Mechanical behavior and size effects of polymer/amorphous NiB composites with 3D micro‐ architectures

Conference Dates

October 1-6, 2017


Micro-architectured materials are a new class of hierarchical cellular material with outstanding properties. By designing advantageous cellular geometries and combining the material size effects at the nanometer scale, lightweight hybrid micro-architectured materials with hierarchical cellular structures and tailored structural properties are achieved. Previous papers have reported the mechanical properties of ceramic/polymer composites but few studies have examined the properties of similar structures with metal coatings instead of ceramic.

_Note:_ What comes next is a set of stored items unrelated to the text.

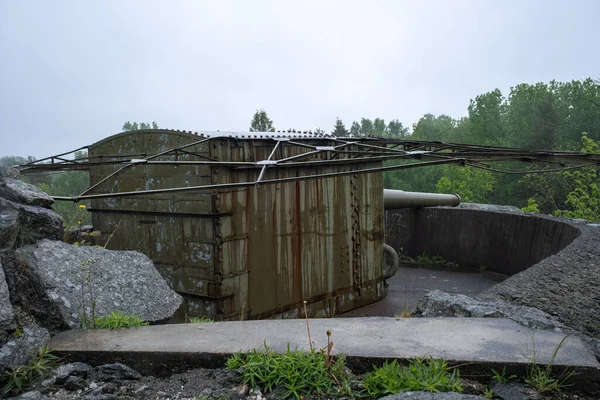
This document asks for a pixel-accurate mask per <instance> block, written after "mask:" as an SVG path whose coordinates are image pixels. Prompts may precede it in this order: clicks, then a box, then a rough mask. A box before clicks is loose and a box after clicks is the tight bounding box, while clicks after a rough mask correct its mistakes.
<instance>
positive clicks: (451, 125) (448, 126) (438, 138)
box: [411, 114, 456, 141]
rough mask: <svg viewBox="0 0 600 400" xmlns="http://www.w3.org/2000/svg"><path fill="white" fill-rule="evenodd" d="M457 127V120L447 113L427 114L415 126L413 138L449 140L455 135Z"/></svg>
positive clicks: (425, 139) (433, 139)
mask: <svg viewBox="0 0 600 400" xmlns="http://www.w3.org/2000/svg"><path fill="white" fill-rule="evenodd" d="M455 128H456V121H455V120H453V119H452V118H450V117H449V116H447V115H440V116H437V117H436V116H435V115H433V114H425V115H424V116H423V117H422V118H421V119H420V120H419V122H417V123H416V124H415V125H414V126H413V134H412V136H411V139H417V140H432V141H448V140H449V138H450V137H452V136H454V135H453V131H454V129H455Z"/></svg>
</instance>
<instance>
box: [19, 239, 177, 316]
mask: <svg viewBox="0 0 600 400" xmlns="http://www.w3.org/2000/svg"><path fill="white" fill-rule="evenodd" d="M15 256H16V258H17V259H18V260H20V262H21V263H24V264H25V265H26V266H27V269H28V271H29V273H30V274H31V276H32V279H33V280H35V281H36V282H39V285H40V289H41V291H42V293H43V294H44V295H45V296H40V297H43V298H44V301H46V302H48V303H50V304H48V305H47V307H46V308H47V309H48V310H58V313H59V315H58V317H59V318H60V319H62V321H63V322H64V323H65V324H66V325H67V326H69V327H71V328H78V327H80V326H82V322H83V321H82V316H83V315H84V314H85V315H86V316H87V317H88V318H89V317H90V316H91V315H92V314H93V313H94V314H95V316H97V317H98V316H104V315H109V314H110V313H111V312H113V311H117V310H118V311H121V312H123V313H125V314H128V315H138V316H140V317H141V318H142V319H143V320H145V321H150V322H153V321H162V320H165V319H168V318H170V317H171V316H173V314H174V313H175V311H176V310H177V309H178V308H179V306H180V304H181V302H182V299H181V296H179V295H178V294H177V293H175V292H174V291H173V290H171V288H170V287H169V286H168V285H167V283H166V282H165V280H164V279H163V278H162V276H161V275H160V274H159V273H158V271H156V268H155V267H154V264H153V263H152V261H151V260H150V259H149V258H148V257H146V256H145V255H143V254H141V253H138V252H136V251H112V250H105V249H103V248H95V247H90V246H74V245H70V244H67V243H64V242H59V241H50V240H43V241H41V242H38V243H37V244H35V245H30V246H25V247H22V248H19V249H17V250H16V251H15Z"/></svg>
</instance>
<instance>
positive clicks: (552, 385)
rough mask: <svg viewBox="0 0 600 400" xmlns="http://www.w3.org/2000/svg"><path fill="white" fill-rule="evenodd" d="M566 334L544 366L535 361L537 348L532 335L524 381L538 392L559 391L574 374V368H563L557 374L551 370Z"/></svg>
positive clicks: (575, 374)
mask: <svg viewBox="0 0 600 400" xmlns="http://www.w3.org/2000/svg"><path fill="white" fill-rule="evenodd" d="M567 338H568V336H565V337H564V338H563V339H562V340H561V341H560V342H559V343H558V345H557V346H556V347H555V348H554V351H553V352H552V357H551V358H550V363H548V365H546V366H540V365H538V363H537V349H536V347H535V340H534V336H533V335H532V348H531V350H530V352H531V364H530V366H529V367H528V368H527V374H526V377H525V379H524V381H525V383H526V384H527V385H529V386H531V387H532V388H534V389H535V390H536V391H537V392H538V393H548V392H560V391H561V390H562V389H564V388H565V387H568V386H569V385H567V384H566V382H567V381H568V380H569V379H570V378H572V377H573V376H574V375H576V372H575V371H574V370H569V369H564V370H563V371H562V372H561V373H560V374H559V375H558V376H555V375H554V373H553V372H552V368H553V367H554V361H555V360H556V356H557V354H558V352H559V351H560V349H561V348H562V347H563V346H564V345H565V342H566V341H567Z"/></svg>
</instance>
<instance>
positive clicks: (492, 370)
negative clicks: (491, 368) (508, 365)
mask: <svg viewBox="0 0 600 400" xmlns="http://www.w3.org/2000/svg"><path fill="white" fill-rule="evenodd" d="M492 374H494V375H493V376H492V379H493V380H495V381H496V382H500V383H508V382H510V381H511V380H513V379H515V378H516V377H517V376H516V375H508V374H507V373H506V367H503V368H502V371H500V372H498V371H496V370H495V369H493V368H492Z"/></svg>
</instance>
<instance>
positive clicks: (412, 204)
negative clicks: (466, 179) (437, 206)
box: [383, 189, 460, 210]
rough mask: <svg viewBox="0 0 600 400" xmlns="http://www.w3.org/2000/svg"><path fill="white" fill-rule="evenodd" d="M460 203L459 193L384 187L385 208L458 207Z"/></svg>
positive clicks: (390, 209)
mask: <svg viewBox="0 0 600 400" xmlns="http://www.w3.org/2000/svg"><path fill="white" fill-rule="evenodd" d="M459 204H460V196H459V195H457V194H438V193H421V192H405V191H403V190H391V189H383V208H384V209H386V210H393V209H396V208H409V207H433V206H451V207H456V206H457V205H459Z"/></svg>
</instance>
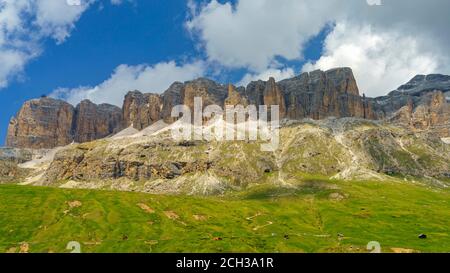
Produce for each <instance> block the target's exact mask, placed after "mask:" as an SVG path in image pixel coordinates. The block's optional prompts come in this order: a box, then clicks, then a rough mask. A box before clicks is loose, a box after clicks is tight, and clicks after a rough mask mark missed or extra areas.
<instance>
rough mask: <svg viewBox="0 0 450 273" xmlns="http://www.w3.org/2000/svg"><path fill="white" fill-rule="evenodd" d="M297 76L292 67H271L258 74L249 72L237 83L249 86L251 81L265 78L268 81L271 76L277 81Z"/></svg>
mask: <svg viewBox="0 0 450 273" xmlns="http://www.w3.org/2000/svg"><path fill="white" fill-rule="evenodd" d="M293 76H295V72H294V70H293V69H292V68H285V69H276V68H270V69H267V70H265V71H262V72H260V73H257V74H252V73H248V74H246V75H244V77H243V78H242V79H241V80H240V81H239V83H237V85H238V86H247V85H248V84H249V83H250V82H251V81H257V80H263V81H267V80H269V78H270V77H273V78H275V80H276V81H281V80H284V79H287V78H292V77H293Z"/></svg>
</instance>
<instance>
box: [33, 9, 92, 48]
mask: <svg viewBox="0 0 450 273" xmlns="http://www.w3.org/2000/svg"><path fill="white" fill-rule="evenodd" d="M93 2H94V1H93V0H89V1H84V2H83V3H82V4H81V5H69V4H68V3H67V0H39V1H37V2H36V11H35V12H36V21H35V23H36V24H37V25H38V26H39V28H40V30H41V32H42V35H44V36H51V37H53V38H54V39H55V40H56V41H58V42H59V43H61V42H63V41H64V40H65V39H66V38H67V37H68V36H69V35H70V31H71V30H72V29H73V28H74V27H75V25H74V24H75V22H76V21H78V19H79V18H80V16H81V14H83V12H84V11H86V10H87V9H88V8H89V6H90V5H91V4H92V3H93Z"/></svg>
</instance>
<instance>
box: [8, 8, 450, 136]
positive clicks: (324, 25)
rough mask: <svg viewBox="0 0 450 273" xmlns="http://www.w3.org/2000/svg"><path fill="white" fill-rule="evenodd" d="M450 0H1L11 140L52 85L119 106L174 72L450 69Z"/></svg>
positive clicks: (243, 74) (240, 77)
mask: <svg viewBox="0 0 450 273" xmlns="http://www.w3.org/2000/svg"><path fill="white" fill-rule="evenodd" d="M83 2H85V3H83ZM87 2H89V3H87ZM375 2H376V1H375ZM422 2H428V3H431V6H429V5H430V4H427V6H426V7H425V6H423V5H424V4H423V3H422ZM449 2H450V1H439V0H431V1H419V0H412V1H403V0H398V1H395V2H394V1H392V0H391V1H389V0H385V1H383V5H382V6H377V5H369V4H368V2H367V1H365V0H349V1H345V3H346V4H342V2H340V1H338V0H323V1H320V0H319V1H316V0H314V1H313V0H286V1H283V4H280V2H279V1H276V0H239V1H225V0H223V1H214V0H205V1H186V0H171V1H167V0H151V1H149V0H122V1H117V0H103V1H101V0H85V1H82V5H81V6H75V7H72V6H68V5H67V4H66V0H40V1H38V2H34V0H14V1H13V0H0V98H1V100H0V108H1V114H0V143H4V140H5V135H6V130H7V126H8V122H9V119H10V118H11V117H12V116H13V115H15V114H16V112H17V111H18V110H19V109H20V107H21V105H22V104H23V102H24V101H26V100H29V99H32V98H36V97H39V96H41V95H43V94H46V95H52V96H56V97H59V98H63V99H66V100H68V101H69V102H71V103H73V104H75V103H76V102H78V101H79V100H81V99H84V98H88V99H91V100H93V101H94V102H96V103H100V102H108V103H113V104H117V105H120V102H121V98H122V96H123V94H125V93H126V92H127V91H128V90H131V89H136V88H137V89H144V90H142V91H145V92H162V91H164V90H165V88H167V87H168V85H169V84H170V83H171V82H173V81H175V80H180V81H184V80H190V79H192V78H195V77H199V76H206V77H209V78H213V79H215V80H218V81H220V82H223V83H228V82H232V83H235V84H244V85H245V84H246V83H248V82H249V81H250V80H253V79H259V78H262V79H267V78H268V77H269V76H274V77H276V78H277V79H278V80H280V79H282V78H286V77H290V76H293V75H295V74H299V73H300V72H301V71H310V70H314V69H323V70H325V69H329V68H332V67H337V66H350V67H352V68H353V70H354V72H355V75H356V78H357V80H358V83H359V85H360V89H361V90H362V92H364V93H367V94H368V95H371V96H376V95H383V94H385V93H387V92H389V91H391V90H393V89H395V88H396V87H397V86H399V85H401V84H402V83H404V82H406V81H408V80H409V79H410V78H411V77H413V76H414V75H416V74H421V73H423V74H426V73H437V72H439V73H450V70H449V66H450V65H449V63H450V62H449V59H448V57H449V56H448V53H447V52H449V51H448V45H449V44H450V43H449V42H450V35H449V30H448V25H450V19H447V18H448V16H446V15H445V13H446V11H448V10H449V8H450V6H449V4H448V3H449ZM55 3H57V4H55ZM402 3H403V4H406V3H407V5H408V10H407V11H408V12H405V6H402ZM433 5H434V6H433ZM424 10H425V11H424ZM416 13H417V16H416ZM393 14H398V16H395V18H394V16H392V15H393ZM17 15H19V16H17ZM18 18H19V19H18ZM386 18H388V19H386ZM434 18H441V19H439V20H437V21H436V20H435V19H434ZM430 40H431V41H433V43H429V42H427V41H430ZM18 41H20V43H18ZM19 53H20V54H19ZM2 61H3V64H6V65H3V66H4V67H5V68H3V69H2V67H1V66H2Z"/></svg>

To estimate the mechanical performance of polymer cellular structure reinforced with a metal coating, we combined 3D laser lithography and electroless deposition of an amorphous layer of NiB to produce metal/polymer hybrid structures. In this poster, the fabrication of 3D hybrid structures by electroless deposition aiming at achieving high and yet low density material will be presented. We also studied the mechanical response of micro-architectured structures as a function of the architecture design and the thickness of the amorphous NiB layer on their deformation mechanisms. In situ SEM microcompression experiments revealed a change in the deformation behavior with the NiB layer thickness, suggesting that the deformation mechanism and the buckling behavior are controlled by the size induced brittle-to-ductile transition in the NiB layer. In addition, the energy absorption properties demonstrate the possibility of tuning the energy absorption efficiency with adequate designs.